Have you ever had one of those times where you had a job or something to do and you knew, like you just had that in-depth feeling right your very soul that it's going to turn out great. It's like for some unknown reason you just have this great confidence that you'll make it and the results are going to far outweigh anyone's expectations of you including yourself. It sort of raises your expectaions, like something extraordinary is going to happen and just then poof, the moment you do it it's either normal or worse.
Why does that happen anyway? I don't get it. Is it that something extraordinary was really going to happen and I messed it up at the last minute or was that just me deluding myself.
I was going to sing at fellowship meeting yesterday and I thought it was going to be really something, I really did. In fact I was so convinced I could have bet all the money I had on me that it would. (Maybe not all my money, I would have set aside what I was going to give as offering and to buy my supper)
Anyway, the moment came and well it was just normal. Well I can't really tell about how it affected the people before whom I sang but for me it was just normal, I didn't feel anything. And I didn't get any comments about it anyway.

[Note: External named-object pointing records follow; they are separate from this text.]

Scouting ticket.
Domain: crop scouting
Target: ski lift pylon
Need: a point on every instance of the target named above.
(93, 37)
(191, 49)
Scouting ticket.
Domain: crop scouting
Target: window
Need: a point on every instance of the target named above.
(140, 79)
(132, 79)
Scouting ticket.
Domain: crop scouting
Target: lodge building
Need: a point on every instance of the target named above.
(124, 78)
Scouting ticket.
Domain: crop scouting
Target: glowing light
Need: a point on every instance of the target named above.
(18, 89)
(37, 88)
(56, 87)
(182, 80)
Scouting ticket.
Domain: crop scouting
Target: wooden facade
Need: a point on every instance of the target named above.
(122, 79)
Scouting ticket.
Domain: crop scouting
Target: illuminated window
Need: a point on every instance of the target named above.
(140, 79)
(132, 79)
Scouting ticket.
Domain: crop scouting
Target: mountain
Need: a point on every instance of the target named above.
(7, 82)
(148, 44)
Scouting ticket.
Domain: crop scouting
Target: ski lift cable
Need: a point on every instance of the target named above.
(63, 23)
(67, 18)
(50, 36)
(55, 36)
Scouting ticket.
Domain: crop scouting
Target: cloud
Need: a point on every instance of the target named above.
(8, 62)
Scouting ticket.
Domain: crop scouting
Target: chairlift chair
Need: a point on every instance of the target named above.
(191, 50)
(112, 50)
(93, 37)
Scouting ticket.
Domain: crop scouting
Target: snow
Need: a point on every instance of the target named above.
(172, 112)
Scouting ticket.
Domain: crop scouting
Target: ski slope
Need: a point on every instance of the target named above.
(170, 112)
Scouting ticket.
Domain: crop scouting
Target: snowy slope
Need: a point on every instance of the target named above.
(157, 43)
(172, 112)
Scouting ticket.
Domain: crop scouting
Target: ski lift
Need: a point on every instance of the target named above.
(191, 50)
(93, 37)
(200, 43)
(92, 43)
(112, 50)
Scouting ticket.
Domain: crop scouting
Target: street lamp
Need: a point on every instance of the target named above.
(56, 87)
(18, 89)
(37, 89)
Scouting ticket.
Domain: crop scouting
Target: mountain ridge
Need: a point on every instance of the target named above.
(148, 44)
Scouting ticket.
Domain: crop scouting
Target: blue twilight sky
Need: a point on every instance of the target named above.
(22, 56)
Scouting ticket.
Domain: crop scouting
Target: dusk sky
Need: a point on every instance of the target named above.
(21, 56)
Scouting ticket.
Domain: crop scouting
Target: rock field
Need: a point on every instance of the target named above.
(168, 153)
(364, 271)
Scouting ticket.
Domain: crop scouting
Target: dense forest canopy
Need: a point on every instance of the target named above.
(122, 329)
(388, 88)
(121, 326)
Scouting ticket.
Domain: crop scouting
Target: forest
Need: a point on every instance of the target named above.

If I hadn't felt so great about it in the first place I would have been elated by now, because I haven't done that before and I should have been pre-occupied with just getting through it without any mistakes which I did.
Ah well, I still like to think there was maybe something I did that didn't let things go the way it was supposed to but I just can't get a hold of it. I like to believe I'm an extraordinary person with great things to do in this life, but it tends to happen too often, especially with things I feel I'm naturally good at, when I eventually do them, well... the results are never as good as I think and sometimes even very bad.
Hey, maybe my real natural talent is having this overactive imagination. But dear God! I really hope not!